The duty cycle of a step-down switching regulator (buck converter) corresponds to the output voltage divided by the input voltage in continuous-conduction mode (CCM). Therefore, if the output voltage is exactly half the input voltage, this corresponds to a 50% duty cycle. For real components and the corresponding parasitic losses, this duty cycle is slightly different in reality. However, the simple formula for the duty cycle is sufficient as an approximation.

Therefore, if an output voltage of 1 V is to be generated from a supply voltage of 5 V, it corresponds to a 20% duty cycle. Figure 1 shows a step-down converter topology with an ADP2389 regulator from Analog Devices. This regulator can switch with a switching frequency of up to 2.2 MHz. In the time domain diagram in Figure 2, it can be seen that for a switching frequency of 2.2 MHz, a period T of only approximately 450 ns is available until a new cycle begins.

The minimum on-time of the ADP2389 is 100 ns. Accordingly, a voltage conversion of 5 V to 1 V is not possible at a switching frequency of 2.2 MHz. It would require a duty cycle of 20%, which corresponds to an on-time of just 90 ns for a period of 450 ns. This time lies below the minimum specified on-time of the ADP2389 voltage converter.

If the ADP2389 should nevertheless be used to convert 5 V to 1 V, the switching frequency can be slowed down. Through this, the period T from Figure 2 becomes longer and the minimum on-time, at 100 ns, becomes lower in terms of percentage. For a set switching frequency of 2 MHz, the period is 500 ns. For the required 20% duty cycle, an on-time of 100 ns is required. According to the specifications, this is possible with an ADP2389.
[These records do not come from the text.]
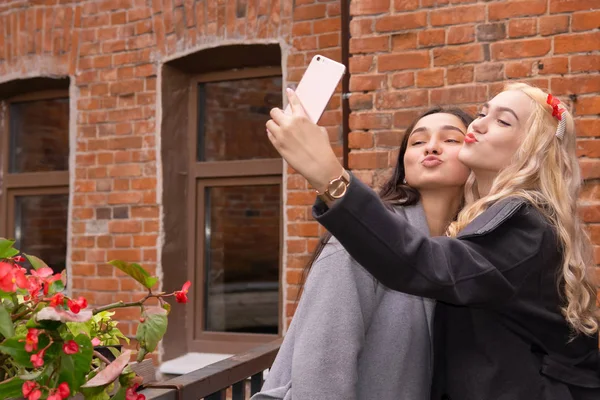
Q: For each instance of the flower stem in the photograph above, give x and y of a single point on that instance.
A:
(101, 357)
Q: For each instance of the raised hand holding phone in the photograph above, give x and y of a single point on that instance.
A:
(303, 144)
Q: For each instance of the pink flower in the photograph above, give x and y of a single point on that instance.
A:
(71, 347)
(31, 340)
(28, 387)
(76, 305)
(63, 390)
(181, 295)
(35, 395)
(37, 359)
(131, 394)
(57, 300)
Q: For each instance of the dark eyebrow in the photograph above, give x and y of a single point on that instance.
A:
(444, 128)
(487, 105)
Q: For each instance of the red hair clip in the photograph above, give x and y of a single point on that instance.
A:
(556, 110)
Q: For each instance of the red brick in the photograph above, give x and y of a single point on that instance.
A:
(577, 43)
(459, 95)
(432, 37)
(369, 45)
(370, 120)
(588, 105)
(460, 75)
(403, 79)
(585, 21)
(585, 63)
(314, 11)
(575, 84)
(430, 78)
(522, 27)
(560, 6)
(587, 127)
(461, 34)
(360, 64)
(458, 15)
(553, 65)
(520, 48)
(404, 41)
(515, 8)
(361, 27)
(404, 98)
(553, 24)
(400, 61)
(368, 160)
(518, 69)
(401, 22)
(455, 55)
(406, 5)
(487, 72)
(368, 7)
(360, 140)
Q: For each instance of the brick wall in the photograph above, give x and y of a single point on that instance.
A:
(406, 56)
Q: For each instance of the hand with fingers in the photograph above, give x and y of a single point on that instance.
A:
(303, 144)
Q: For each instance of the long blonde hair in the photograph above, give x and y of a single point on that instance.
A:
(545, 172)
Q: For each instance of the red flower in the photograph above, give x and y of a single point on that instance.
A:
(71, 347)
(31, 340)
(35, 395)
(28, 387)
(63, 390)
(76, 306)
(37, 359)
(11, 277)
(131, 394)
(57, 300)
(181, 295)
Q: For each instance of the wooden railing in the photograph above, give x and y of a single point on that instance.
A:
(236, 378)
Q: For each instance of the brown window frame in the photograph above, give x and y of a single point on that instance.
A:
(25, 183)
(204, 174)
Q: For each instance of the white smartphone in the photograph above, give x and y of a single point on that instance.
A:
(317, 86)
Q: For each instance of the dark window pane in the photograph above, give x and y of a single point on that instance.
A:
(242, 259)
(232, 117)
(41, 227)
(39, 136)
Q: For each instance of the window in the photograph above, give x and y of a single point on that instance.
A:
(236, 204)
(35, 182)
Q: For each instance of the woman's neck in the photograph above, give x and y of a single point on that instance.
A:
(440, 206)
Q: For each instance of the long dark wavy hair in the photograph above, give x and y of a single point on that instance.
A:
(394, 191)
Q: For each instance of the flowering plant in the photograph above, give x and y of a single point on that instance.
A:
(49, 341)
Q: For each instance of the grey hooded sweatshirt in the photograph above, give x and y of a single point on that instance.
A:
(352, 338)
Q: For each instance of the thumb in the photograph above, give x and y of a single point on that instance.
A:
(295, 104)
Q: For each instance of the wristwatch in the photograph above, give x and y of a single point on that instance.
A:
(336, 188)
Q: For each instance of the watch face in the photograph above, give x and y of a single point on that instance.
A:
(337, 189)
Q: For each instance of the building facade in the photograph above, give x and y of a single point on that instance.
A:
(134, 130)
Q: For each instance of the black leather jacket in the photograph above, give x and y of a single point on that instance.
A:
(499, 332)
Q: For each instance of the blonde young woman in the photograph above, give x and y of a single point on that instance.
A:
(352, 338)
(517, 317)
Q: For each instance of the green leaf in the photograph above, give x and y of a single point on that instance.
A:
(35, 262)
(11, 388)
(6, 326)
(136, 272)
(6, 249)
(15, 347)
(74, 367)
(151, 331)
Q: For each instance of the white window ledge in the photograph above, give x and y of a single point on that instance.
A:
(190, 362)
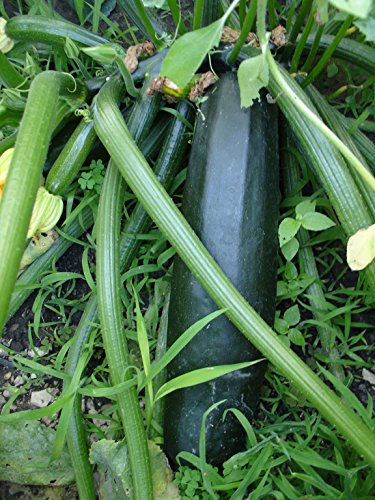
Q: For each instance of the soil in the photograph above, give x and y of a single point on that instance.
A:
(17, 331)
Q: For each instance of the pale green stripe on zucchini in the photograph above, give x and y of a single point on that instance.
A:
(328, 165)
(331, 119)
(112, 130)
(25, 174)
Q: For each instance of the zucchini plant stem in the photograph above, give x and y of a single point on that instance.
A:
(113, 132)
(305, 7)
(245, 30)
(177, 16)
(328, 53)
(112, 329)
(327, 163)
(316, 120)
(302, 40)
(315, 292)
(166, 167)
(198, 13)
(25, 174)
(8, 74)
(76, 435)
(313, 50)
(334, 123)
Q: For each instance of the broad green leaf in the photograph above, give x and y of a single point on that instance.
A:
(25, 450)
(367, 26)
(296, 337)
(361, 248)
(357, 8)
(253, 75)
(115, 482)
(188, 52)
(316, 221)
(155, 4)
(290, 249)
(292, 315)
(287, 230)
(305, 207)
(200, 376)
(281, 326)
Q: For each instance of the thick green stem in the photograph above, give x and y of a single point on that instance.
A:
(76, 435)
(112, 329)
(334, 123)
(35, 272)
(261, 22)
(298, 103)
(315, 292)
(301, 42)
(198, 11)
(177, 17)
(314, 47)
(24, 176)
(328, 53)
(114, 134)
(303, 10)
(326, 162)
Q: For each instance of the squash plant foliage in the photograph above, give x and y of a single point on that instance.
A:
(210, 362)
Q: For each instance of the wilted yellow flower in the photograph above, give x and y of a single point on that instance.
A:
(47, 208)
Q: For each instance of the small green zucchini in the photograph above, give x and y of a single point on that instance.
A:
(363, 143)
(231, 202)
(49, 31)
(71, 158)
(331, 119)
(327, 164)
(112, 131)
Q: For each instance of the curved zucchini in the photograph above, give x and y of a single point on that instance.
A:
(231, 201)
(112, 130)
(50, 31)
(71, 158)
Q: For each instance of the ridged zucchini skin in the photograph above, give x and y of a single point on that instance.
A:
(71, 158)
(50, 31)
(231, 201)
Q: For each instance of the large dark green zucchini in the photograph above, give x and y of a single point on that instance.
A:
(231, 201)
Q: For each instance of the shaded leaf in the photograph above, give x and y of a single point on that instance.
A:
(316, 221)
(253, 75)
(296, 337)
(290, 249)
(25, 450)
(287, 230)
(200, 376)
(188, 52)
(305, 207)
(112, 459)
(360, 251)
The question arises of why a minimum on-time that restricts the possible ratio of input voltage to output voltage even exists. In many switch-mode power converters, the reason lies in the fact that the coil current is measured during the on-time. This current is used for overcurrent protection and in regulators that work according to the current closed-loop control principle (current-mode control). The measured inductor current is also needed for the loop regulation. After a switching transition, the generated noise must first subside before a quality current measurement can be made. This takes some time, which is known as the blanking time. Especially for very high switching frequencies of several MHz, the length of the minimum on-time is taking on an ever-greater role and circuits are being developed to enable a very short minimum on-time.

For low duty cycles, such as high input voltage and low output voltage in a stepdown switching regulator, the minimum possible on-time is a critical limitation. It frequently limits the maximum switching frequency at which a switch-mode power supply can be operated.